The last news of Brayan Rommel Corrales Bravo, the 14-year-old boy died last Sunday of a heart attack in the Darien jungle, is that they could not transfer his body to urbanized land and his relatives had to bury him where they were. “50 meters from the mouth of the La Resbalosa creek to the Río Muerto”, he says. the local press with source in the Defensoría and the Personería of Acandí, Colombia, the closest municipality.
“We hope that tomorrow, with our community defenders, we can have contact with Brayan’s family again, when they arrive in Panama,” the government agency told the newspaper. Time.
The minor, who died after having survived, on October 10, to a shipwreck in which his mother perished, Lisandra Bravo Alarcón, was accompanied on the journey by his father, Raunel, his five-year-old sister, his grandparents and a maternal uncle.
Nothing precise has been known about them for four days, says María Caridad Cemino, Lisandra’s aunt who lives in the United States, whose words and tears show her despair.

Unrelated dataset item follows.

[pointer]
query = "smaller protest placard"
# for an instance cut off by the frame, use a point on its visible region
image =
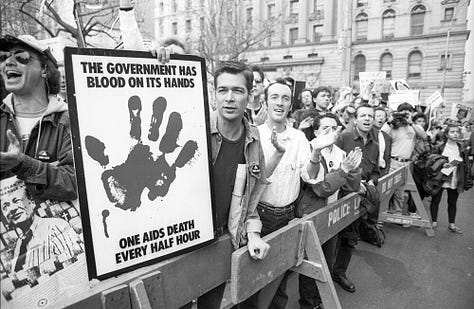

“My family is crazy, my family has no consolation,” says Cemino In an interview with America TeVé journalist Mario J. Pentón. On the verge of tears, the woman tells how they left Cuba in 2018 and, not being able to cross through Nicaragua “because it was at war” (the civic protests against Daniel Ortega that were answered with harsh repression), they decided to go to Chile.
The surviving relatives had to use his corpse as a lifeline, in the middle of the stalking sharks, until they were rescued
A few months ago, the late Lisandra, her husband and children, plus her parents and her brother, decided to head to the United States, where part of the mother’s family had already managed to arrive, including María Caridad Cemino.
In Darien, like so many other Cubans, they found their doom. “They arrived in Colombia, there they contacted someone who was going to transfer them to Panama and while there they asked each one for 500 dollars to pass them on a boat,” says Cemino. “These people, without scruples of any kind, put more people than they had to take in the boat and my niece Lisandra could not reach a life jacket.” The boat capsized at dawn and Lisandra drowned. The surviving relatives had to use his corpse as a lifeline, in the middle of the stalking sharks, until they were rescued. She was buried on land, along with two Haitian women who also died in the water.
They spent 18 days in Acandí, where they were admitted to a hospital due to their condition. “The five-year-old girl was very ill, the burns were tremendous, from so much sun they were dehydrated,” Cemino details.
“After so much sadness and pain, having to leave my niece there, there was no other choice but to continue,” he continues. “From there, in a nearby town they were told that they were going to provide things for their journey so that they could have a better time, but on the contrary: they were thrown to their death, because they had to go through very bad places.”
Cemino assures that Brayan was a healthy, normal child. “It seems that he felt bad going up the hill and did not reach it.” The relatives called Cemino upset so that she could contact a human rights organization in Colombia, but they could not do anything. Now, the devastated woman says, “I only ask God that when they arrive in Panama they help me after so much tragedy.”